Chief clinical officer, Dr Arwinder Judge said: “A lot of the patients that come to Aspen Dental haven’t been to the dentist in about 10 years or more.”

Why are so many people skipping their trip to the dentist?

The study from byte also outlined the main reasons given for not getting their teeth checked. Unsurprisingly, cost concerns and fears about going to the dentist ranked as the top two reasons.

The most common reasons for delaying dental visits were:

  1. Cost (59%): Respondents said it’s too expensive
  2. Fear (44%): Being too anxious or afraid of the dentist
  3. Avoidance (39%): Just don’t want to go
  4. Procedure (34%): Worried about needing a procedure
  5. Coverage (33%): Not having dental insurance

High inflation and economic pressures have harmed finances in households across the country and many are having to go without essentials. With this in mind, it is no surprise to see that the cost of dental visits is the number one reason.

But avoiding the dentist in a bid to save some dollars may be a false economy.

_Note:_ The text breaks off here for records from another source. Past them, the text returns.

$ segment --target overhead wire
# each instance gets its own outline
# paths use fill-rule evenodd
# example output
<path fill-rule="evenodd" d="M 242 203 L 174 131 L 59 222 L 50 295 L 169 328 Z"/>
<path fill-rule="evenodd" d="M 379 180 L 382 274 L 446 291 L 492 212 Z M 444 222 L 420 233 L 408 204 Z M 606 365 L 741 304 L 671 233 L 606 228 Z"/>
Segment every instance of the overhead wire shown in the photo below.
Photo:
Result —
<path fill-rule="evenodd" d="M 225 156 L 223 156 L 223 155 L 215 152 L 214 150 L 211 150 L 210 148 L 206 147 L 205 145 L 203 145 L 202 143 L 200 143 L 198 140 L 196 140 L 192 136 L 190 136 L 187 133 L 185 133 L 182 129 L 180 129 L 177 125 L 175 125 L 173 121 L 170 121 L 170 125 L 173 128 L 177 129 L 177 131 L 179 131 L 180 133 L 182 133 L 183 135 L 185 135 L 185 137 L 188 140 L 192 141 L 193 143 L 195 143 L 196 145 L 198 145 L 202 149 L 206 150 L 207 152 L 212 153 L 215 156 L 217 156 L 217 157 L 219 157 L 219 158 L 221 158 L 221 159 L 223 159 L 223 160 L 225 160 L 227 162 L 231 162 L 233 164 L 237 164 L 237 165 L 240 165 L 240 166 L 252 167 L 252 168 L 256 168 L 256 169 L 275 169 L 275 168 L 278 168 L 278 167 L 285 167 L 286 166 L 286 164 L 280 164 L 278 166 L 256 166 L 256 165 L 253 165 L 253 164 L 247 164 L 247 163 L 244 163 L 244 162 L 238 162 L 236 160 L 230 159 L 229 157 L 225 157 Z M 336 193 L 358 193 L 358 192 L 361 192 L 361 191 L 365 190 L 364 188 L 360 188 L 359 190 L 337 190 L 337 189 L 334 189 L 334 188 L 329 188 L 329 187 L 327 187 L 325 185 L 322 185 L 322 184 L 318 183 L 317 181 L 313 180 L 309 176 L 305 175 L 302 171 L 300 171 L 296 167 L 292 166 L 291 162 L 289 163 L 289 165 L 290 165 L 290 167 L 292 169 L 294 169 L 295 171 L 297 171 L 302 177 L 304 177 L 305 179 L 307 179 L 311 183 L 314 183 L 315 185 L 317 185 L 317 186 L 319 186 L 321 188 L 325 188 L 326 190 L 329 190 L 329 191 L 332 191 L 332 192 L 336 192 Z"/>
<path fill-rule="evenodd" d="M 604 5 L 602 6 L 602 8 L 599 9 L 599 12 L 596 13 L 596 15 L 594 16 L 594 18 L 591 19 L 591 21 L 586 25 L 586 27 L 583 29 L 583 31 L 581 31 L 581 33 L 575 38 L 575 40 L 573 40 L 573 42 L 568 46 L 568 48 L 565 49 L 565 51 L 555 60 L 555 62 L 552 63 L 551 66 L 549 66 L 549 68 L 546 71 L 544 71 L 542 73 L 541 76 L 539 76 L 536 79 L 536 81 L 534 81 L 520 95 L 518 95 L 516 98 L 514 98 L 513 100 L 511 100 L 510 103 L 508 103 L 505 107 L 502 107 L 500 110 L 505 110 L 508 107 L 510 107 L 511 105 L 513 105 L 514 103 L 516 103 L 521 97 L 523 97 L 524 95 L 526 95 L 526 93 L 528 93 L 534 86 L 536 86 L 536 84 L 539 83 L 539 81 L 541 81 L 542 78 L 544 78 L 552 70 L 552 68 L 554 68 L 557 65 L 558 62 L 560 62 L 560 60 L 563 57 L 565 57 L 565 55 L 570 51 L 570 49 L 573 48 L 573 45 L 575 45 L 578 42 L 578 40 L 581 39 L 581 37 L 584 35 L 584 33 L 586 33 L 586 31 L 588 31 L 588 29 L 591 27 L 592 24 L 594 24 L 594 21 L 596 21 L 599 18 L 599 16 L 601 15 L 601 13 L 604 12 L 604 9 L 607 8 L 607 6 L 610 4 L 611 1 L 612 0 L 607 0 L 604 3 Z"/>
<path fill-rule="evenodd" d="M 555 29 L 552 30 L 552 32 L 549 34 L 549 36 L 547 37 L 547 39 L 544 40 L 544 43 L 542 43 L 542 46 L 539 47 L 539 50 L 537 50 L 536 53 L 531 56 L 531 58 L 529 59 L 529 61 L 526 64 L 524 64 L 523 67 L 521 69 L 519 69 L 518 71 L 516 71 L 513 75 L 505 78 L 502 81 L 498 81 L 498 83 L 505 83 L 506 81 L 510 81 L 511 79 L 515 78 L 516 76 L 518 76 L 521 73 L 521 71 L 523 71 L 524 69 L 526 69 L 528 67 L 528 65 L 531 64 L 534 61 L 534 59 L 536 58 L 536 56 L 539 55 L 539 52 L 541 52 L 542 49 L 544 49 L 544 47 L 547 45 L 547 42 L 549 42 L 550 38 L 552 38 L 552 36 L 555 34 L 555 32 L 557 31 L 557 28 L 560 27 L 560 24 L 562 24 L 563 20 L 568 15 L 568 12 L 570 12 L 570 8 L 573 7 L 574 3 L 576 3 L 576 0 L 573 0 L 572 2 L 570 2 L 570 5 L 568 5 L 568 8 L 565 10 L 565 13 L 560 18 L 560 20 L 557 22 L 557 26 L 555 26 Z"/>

Failing to get a regular check-up could mean that underlying problems are allowed to escalate and may eventually require major treatment when it becomes painful. The same is true for those skipping visits because they are worried of an unpleasant experience.

Failing to visits the dentist regularly makes significant, and likely expensive and uncomfortable, work more likely in future.

Dr Sodabeh Etminan, dental director at the University of Illinois’ Mile Square Health Center, warns: “We’re seeing a lot of bigger cavities because patients weren’t coming in to get them treated when they were smaller.”